Residents may also choose to do a newborn or breastfeeding elective in their second or third year of residency.  The breastfeeding medicine elective crosses over between work with faculty in the UCSD Section of Academic Newborn Medicine at UC San Diego Health/Jacobs Medical Center, the UCSD Academic General Pediatrics Frost St and/or La Jolla site and the UC Health Milk Bank.

Developmental-Behavioral Pediatrics Core Rotation

Residents in Pediatrics and Internal Medicine-Pediatrics receive 4 weeks of required subspecialty training in Developmental-Behavioral Pediatrics in their first or second year of training.  During their rotation, residents work closely with UCSD Developmental-Behavioral Pediatricians in subspecialty and multi-disciplinary clinics at the University of California San Diego, Rady Children's Hospital, and the San Diego Regional Center. They spend time with developmental service providers including developmental psychologists, speech pathologists, occupational therapists, physical therapists, and audiologists, and learn about community resources to better understand the interface between medicine and other systems of care in the nurturing of children with developmental and behavioral concerns.

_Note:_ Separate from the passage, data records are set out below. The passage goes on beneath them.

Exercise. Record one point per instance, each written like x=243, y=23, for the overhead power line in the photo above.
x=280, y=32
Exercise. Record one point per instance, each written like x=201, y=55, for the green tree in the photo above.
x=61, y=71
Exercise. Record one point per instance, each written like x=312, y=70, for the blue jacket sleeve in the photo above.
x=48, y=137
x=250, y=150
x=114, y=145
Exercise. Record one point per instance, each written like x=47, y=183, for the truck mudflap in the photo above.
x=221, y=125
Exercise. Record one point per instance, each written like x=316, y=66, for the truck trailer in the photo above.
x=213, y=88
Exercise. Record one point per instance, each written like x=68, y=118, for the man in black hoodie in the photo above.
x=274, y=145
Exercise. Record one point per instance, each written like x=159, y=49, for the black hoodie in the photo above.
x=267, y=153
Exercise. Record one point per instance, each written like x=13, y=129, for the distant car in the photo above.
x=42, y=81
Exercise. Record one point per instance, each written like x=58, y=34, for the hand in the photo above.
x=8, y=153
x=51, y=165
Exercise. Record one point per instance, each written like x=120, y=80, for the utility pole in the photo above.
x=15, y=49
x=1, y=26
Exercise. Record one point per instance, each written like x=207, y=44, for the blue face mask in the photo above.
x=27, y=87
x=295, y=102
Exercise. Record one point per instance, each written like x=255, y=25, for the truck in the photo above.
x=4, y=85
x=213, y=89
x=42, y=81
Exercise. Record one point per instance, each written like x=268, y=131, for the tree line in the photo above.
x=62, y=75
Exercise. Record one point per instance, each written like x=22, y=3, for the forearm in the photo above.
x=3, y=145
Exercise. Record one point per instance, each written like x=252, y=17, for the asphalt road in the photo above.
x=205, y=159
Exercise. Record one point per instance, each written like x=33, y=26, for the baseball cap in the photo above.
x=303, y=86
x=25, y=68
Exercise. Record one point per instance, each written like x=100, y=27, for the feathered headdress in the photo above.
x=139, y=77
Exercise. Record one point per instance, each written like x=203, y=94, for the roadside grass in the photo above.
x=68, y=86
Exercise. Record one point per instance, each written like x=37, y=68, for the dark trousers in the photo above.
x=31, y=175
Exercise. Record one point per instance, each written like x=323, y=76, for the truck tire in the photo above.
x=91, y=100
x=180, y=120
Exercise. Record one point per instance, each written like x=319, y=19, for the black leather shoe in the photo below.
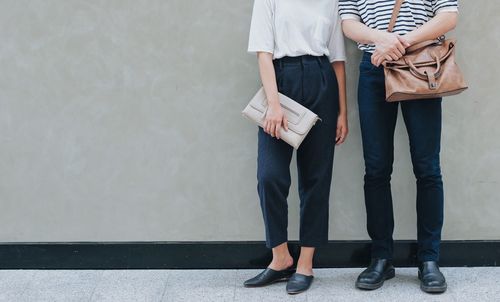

This core rotation provides the resident physician with the knowledge and skills needed to assess pediatric development and behavior in all clinical encounters.  After completion of the rotation, residents will have increased their 1) understanding of typical and atypical child development, 2) ability to identify and manage developmental and behavioral disorders, and 3) appreciation of the influence of family, school, and social environment in an individual child's development and behavior.